From 1995 to 2005, Vadim was on the faculty at Harvard. Afterwards, he moved to Duke as Scientific Director of the new Albert Eye Research Institute. G-protein signaling remains at the center of his research, but he has also expanded into related problems, such as signal amplification and adaptation in phototransduction. He has discovered a novel adaptation mechanism in rods involving a massive, light triggered translocation of transducin from the outer segment to the rest of the cell, a finding followed up by many other laboratories afterwards. Most recently, he has also been studying the cellular mechanisms underlying the targeting of signaling proteins to the photoreceptor outer segment. Currently, a new focus of his beyond photoreceptors is the notion that dopamine and gamma-aminobutyric acid (GABA) may be involved in dark adaptation by rod bipolar cells. 

Vadim is an outstanding citizen in the scientific community. He is a popular mentor, with many former disciples now directing their own laboratories nationwide. He enjoys much support from his family. His son, a high school junior, is upholding family tradition by making a presentation on automated OCT image analysis of the cornea at this ARVO meeting. 

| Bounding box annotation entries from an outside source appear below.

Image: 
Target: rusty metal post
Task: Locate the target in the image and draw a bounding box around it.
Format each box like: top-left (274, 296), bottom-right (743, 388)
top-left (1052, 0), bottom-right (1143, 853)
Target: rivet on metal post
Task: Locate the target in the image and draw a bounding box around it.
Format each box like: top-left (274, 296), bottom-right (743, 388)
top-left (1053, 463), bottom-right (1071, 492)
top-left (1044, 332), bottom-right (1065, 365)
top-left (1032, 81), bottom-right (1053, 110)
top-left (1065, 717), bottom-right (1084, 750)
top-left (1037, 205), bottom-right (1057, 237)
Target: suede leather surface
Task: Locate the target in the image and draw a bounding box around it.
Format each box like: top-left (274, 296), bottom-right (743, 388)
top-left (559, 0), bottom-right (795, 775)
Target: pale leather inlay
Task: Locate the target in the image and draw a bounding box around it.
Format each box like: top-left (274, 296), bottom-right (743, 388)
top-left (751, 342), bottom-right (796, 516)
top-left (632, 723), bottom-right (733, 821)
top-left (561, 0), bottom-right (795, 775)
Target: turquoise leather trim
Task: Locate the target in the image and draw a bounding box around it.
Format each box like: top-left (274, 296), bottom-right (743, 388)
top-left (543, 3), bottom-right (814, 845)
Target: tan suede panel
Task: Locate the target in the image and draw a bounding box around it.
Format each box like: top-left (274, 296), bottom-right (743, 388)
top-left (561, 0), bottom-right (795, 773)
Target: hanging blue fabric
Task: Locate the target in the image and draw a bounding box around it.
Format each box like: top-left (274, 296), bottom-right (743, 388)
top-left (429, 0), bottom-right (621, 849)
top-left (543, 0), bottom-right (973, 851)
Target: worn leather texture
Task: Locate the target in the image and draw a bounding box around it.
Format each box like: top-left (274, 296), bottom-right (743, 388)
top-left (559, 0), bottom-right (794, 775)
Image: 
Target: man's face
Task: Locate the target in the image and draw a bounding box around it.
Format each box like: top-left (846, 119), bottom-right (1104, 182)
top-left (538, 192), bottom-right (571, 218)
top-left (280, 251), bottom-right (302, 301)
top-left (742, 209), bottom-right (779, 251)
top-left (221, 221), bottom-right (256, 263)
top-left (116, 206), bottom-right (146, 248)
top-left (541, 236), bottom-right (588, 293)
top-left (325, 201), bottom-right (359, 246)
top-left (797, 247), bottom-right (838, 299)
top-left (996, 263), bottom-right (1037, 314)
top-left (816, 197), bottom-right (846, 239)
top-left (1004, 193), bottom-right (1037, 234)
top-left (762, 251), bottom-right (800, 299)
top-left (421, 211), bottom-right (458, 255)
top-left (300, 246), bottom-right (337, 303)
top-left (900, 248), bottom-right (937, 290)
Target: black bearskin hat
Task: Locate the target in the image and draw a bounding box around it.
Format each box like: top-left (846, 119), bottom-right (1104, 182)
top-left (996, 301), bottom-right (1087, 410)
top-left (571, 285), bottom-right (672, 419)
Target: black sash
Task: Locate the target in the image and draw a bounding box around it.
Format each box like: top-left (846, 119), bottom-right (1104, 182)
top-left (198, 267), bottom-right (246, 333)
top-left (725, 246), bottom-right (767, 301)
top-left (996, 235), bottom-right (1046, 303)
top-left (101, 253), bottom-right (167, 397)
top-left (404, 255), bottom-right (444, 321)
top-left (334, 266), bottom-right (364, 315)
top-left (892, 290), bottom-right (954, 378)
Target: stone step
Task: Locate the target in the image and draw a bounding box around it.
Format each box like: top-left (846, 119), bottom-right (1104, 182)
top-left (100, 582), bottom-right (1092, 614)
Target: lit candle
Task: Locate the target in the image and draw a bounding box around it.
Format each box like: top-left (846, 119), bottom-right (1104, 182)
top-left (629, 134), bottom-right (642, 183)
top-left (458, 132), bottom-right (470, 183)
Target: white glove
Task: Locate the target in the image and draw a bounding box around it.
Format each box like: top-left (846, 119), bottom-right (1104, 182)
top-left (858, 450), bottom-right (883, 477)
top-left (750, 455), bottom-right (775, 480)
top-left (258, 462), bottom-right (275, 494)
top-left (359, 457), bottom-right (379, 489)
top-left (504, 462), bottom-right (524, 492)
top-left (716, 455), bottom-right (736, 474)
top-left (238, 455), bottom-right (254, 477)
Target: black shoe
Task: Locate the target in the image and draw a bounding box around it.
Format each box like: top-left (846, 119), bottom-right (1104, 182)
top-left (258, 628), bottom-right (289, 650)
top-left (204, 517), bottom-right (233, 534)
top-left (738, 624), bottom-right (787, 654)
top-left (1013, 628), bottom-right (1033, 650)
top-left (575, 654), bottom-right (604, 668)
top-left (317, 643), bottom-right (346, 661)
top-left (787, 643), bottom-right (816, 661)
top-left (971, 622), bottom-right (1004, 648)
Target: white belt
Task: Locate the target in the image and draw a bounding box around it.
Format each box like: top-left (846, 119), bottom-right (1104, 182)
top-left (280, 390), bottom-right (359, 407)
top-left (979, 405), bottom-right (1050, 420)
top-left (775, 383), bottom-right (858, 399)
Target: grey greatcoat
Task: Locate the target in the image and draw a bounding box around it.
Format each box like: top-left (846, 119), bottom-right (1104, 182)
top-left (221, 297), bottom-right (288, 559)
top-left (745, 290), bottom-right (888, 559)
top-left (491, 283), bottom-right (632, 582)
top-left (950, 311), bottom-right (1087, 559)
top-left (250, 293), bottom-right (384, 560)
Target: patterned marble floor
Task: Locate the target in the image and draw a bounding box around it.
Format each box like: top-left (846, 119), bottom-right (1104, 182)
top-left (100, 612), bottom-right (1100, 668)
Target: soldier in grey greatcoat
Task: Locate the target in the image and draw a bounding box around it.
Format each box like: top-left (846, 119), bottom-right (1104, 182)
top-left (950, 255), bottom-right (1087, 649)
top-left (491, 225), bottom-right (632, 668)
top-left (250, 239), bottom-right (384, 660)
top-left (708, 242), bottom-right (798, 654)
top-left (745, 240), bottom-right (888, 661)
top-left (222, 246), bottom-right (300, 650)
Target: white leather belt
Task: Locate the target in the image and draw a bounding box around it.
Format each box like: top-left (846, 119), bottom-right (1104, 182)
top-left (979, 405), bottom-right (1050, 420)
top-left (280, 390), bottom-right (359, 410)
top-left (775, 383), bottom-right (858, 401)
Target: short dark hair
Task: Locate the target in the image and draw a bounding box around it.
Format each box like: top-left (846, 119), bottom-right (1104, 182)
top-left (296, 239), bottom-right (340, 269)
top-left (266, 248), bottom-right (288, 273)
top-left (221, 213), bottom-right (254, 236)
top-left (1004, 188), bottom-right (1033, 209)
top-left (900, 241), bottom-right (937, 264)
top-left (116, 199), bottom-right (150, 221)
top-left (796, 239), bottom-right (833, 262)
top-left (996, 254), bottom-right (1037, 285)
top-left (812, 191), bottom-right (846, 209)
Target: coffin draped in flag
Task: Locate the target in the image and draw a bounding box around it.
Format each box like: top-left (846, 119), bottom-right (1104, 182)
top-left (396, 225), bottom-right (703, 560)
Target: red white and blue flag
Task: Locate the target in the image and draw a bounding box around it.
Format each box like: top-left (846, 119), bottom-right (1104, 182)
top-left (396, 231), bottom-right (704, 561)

Now about Theodore Wensel. He is currently Robert A. Welch Professor of Chemistry and Chair of the Department of Biochemistry and Molecular Biology at Baylor College of Medicine. Born in Washington DC, Ted developed an interest in neuroscience from his mother, a psychiatrist; in mathematics from his father, a mathematician; and in physics from his grandfather, a physicist. He was, however, the only person in his family remotely interested in chemistry or biochemistry, which, nonetheless, became his lifelong passion along with neurobiology and biophysics. 

At age 16, he entered the University of Chicago. However, swept up in the political turmoil and student protests of the time, Ted withdrew from the University before the end of his freshman year. He spent the next 8 years as an industrial worker and an activist for peace and social justice. He returned to college at age 25, completing his bachelor's degree in chemistry in one-and-a-half years. He earned a PhD in physical chemistry under Claude Meares at the University of California at Davis, where he learned to design and synthesize or produce new molecules, instruments, and software for studying the electrostatic properties of biological macromolecules. This vein of entrepreneurship and self-sufficiency has stayed with him since. In 1984, he joined Lubert Stryer's laboratory at Stanford as a postdoctoral fellow and started to work on phototransduction in rods, experimenting with outer-segment disk membranes, the light-activated cGMP-phosphodiesterase, and the mediating G-protein, transducin. 

Next, he joined the biochemistry department at Baylor College of Medicine as a faculty member, where he remains today. He continued to work on phototransduction, and, in the mid-1990s, began to focus on the regulation of the kinetics of transducin's GTPase activity, an area in which he has made fundamental discoveries. Also, he has expanded over time into the structural basis of signal transduction, other G-protein signaling pathways, retinal disease and new therapeutic approaches. Ted credits his scientific success to the many talented young members in his laboratory and to his fruitful collaborations with colleagues both at Baylor and other institutions, including Vadim Arshavsky. Indeed, as you will hear from their lectures today, Vadim and Ted have synergistically and successfully unraveled a truly fundamental question in vision. 

Ted is likewise an outstanding citizen in the scientific community. Since 2008, he has served as codirector of the “Fundamental Issues in Vision Research” course at the Marine Biological Laboratory in Woods Hole, MA, which was started by David Papermaster, and is completely funded by the National Eye Institute. 

Ted's main preoccupation outside his busy scientific schedule has been his family. He is the proud father of four adult children who have brought him much joy and comfort.